The formulae and concepts used here are:

p=mv,
change in p in time Dt is the impulse FDt.

The vector momentum is always conserved in isolated systems.

1. The total momentum before the dive = 0, which = the total after the dive. The mv_raft must be equal and opposite to the mv_diver (Newton's third law).

2. The only way to conserve both momentum and energy (in an elastic head-on collision) is if the second ball carries off all the momentum and the first ball remains at rest.

3. Depending on the sophistication of the reader/writer of this question, the answer is either (a) or (c). In all real collisions (except between some elementary particles) some energy always goes into heat and vibrations.

5. The change in momentum is 1.5 N*s, so the force is 1.5/0.025 N.

7. One can use dimensional analysis for this one. Notice that 4.5 g/s times 80 m/s has the units grams*meters/sec², which is mass*accel. So the answer is 4.5*80/400 = 0.9 m/s².

The "physics class" solution is:
Every second, the change in momentum (impulse, =FDt) is 0.0045kg * 80m/s, so the force applied = Dp/Dt = 0.36 N, and the resulting acceleration is F/m = 0.9 m/s*s.

8. The change in air-momentum every second is m*40, so the force is m*40/1 (the /1 sec keeps the proper units) which must be equal to m_copterg.
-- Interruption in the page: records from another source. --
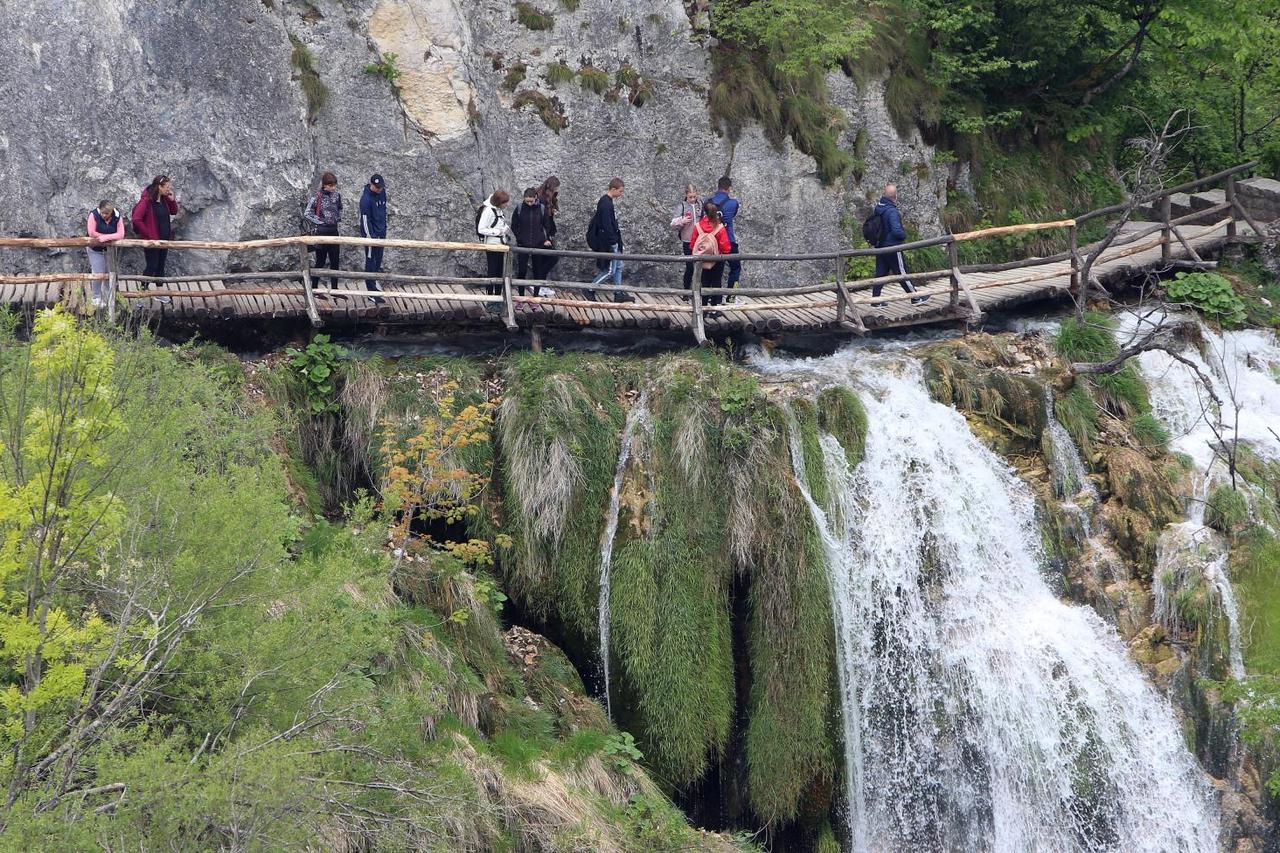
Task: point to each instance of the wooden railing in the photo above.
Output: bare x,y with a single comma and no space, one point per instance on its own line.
848,315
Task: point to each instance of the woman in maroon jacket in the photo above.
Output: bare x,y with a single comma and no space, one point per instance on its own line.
152,219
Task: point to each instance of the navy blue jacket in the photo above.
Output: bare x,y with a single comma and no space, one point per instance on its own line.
891,223
373,213
727,205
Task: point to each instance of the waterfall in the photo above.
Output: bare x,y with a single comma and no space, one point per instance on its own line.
638,416
1243,369
979,711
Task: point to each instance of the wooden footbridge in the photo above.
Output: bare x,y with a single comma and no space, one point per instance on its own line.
956,292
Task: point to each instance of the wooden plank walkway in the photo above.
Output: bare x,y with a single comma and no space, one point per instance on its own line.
805,313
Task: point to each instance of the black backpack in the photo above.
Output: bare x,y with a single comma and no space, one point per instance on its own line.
873,228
9. We are given BOTH the angle AND the speed of of ball#1 after the collision.
In class I did not read the problem carefully enough!
Given the after-speed, we do not need conservation of energy.
Ball#1 has positive 2.17 m/s y-motion.
The balls must have equal and opposite y-components of velocity, (since there was no y-momentum to begin with), so Ball#2 has negative 2.17 m/s y-motion. After the collision, the sum of the two x-momenta must equal the initial x-momentum. Since the two masses are equal, the sum of the x-velocities must equal the initial x-velocity of 5 m/s. Ball#1 has x-motion positive 3.77 m/s, so Ball#2 has x-motion 1.23 m/s. Now we know both components of the 2nd ball's post-collision velocity. Pythagoras and tangents will provide the answer.